Chp 13 Flashcards
What is the cytoskeleton, and what are its major components?
The cytoskeleton is a network of protein filaments in the cytoplasm that provides structural support, shape, and organization to the cell. Its major components are microtubules, microfilaments (actin filaments), and intermediate filaments.
What are the primary structural and functional differences between microtubules, microfilaments, and intermediate filaments?
Microtubules are hollow tubes made of tubulin, providing tracks for organelle movement and cell division. Microfilaments are thin, flexible strands of actin, important for cell movement and shape. Intermediate filaments are rope-like fibers made of various proteins, providing tensile strength and mechanical support.
What are the subunits of microtubules, and how do they assemble?
Microtubules are made of α- and β-tubulin dimers, which assemble end-to-end to form protofilaments; 13 protofilaments align side by side to form a hollow tube.
Distinguish between cytoplasmic and axonemal microtubules in terms of function and structure.
Cytoplasmic microtubules are dynamic and involved in cell shape, transport, and division. Axonemal microtubules are stable and highly organized, forming the core of cilia and flagella for movement.
What protein composes microfilaments?
Actin.
What are the major functions of microfilaments in cells?

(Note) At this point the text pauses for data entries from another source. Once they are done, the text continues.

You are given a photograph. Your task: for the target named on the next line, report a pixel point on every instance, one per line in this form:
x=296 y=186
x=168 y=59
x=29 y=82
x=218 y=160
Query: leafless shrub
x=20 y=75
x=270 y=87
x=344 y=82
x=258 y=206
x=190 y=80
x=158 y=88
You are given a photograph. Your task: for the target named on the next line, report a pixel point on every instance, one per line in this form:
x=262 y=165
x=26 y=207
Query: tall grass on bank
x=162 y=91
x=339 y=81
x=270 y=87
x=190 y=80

Microfilaments are involved in cell motility, muscle contraction, cytokinesis, maintaining cell shape, and intracellular transport.
How do lamellipodia and filopodia differ in actin organization and cellular function?

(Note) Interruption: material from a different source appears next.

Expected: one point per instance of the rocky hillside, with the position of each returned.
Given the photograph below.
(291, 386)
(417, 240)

Lamellipodia are broad, sheet-like projections with branched actin networks for cell crawling. Filopodia are slender, finger-like projections with parallel actin bundles for probing the environment.
What are intermediate filaments composed of, and how do they assemble?
Intermediate filaments are composed of various proteins (such as keratins, vimentin, neurofilaments, lamins) that assemble into staggered tetramers, which then form rope-like fibers.
What are the 6 classes of intermediate filaments? Provide examples of cell types that contain each class.
Class I: Acidic keratins (epithelial cells)
Class II: Basic/neutral keratins (epithelial cells)
Class III: Vimentin (mesenchymal cells), desmin (muscle), GFAP (glial cells)
Class IV: Neurofilaments (neurons)
Class V: Lamins (all nucleated cells)
Class VI: Nestin (neural stem cells)
Explain the significance of intermediate filament typing in identifying cell types.
Different cell types express specific intermediate filament proteins, so identifying these proteins helps determine cell origin and is useful in diagnostics, such as distinguishing cancer types.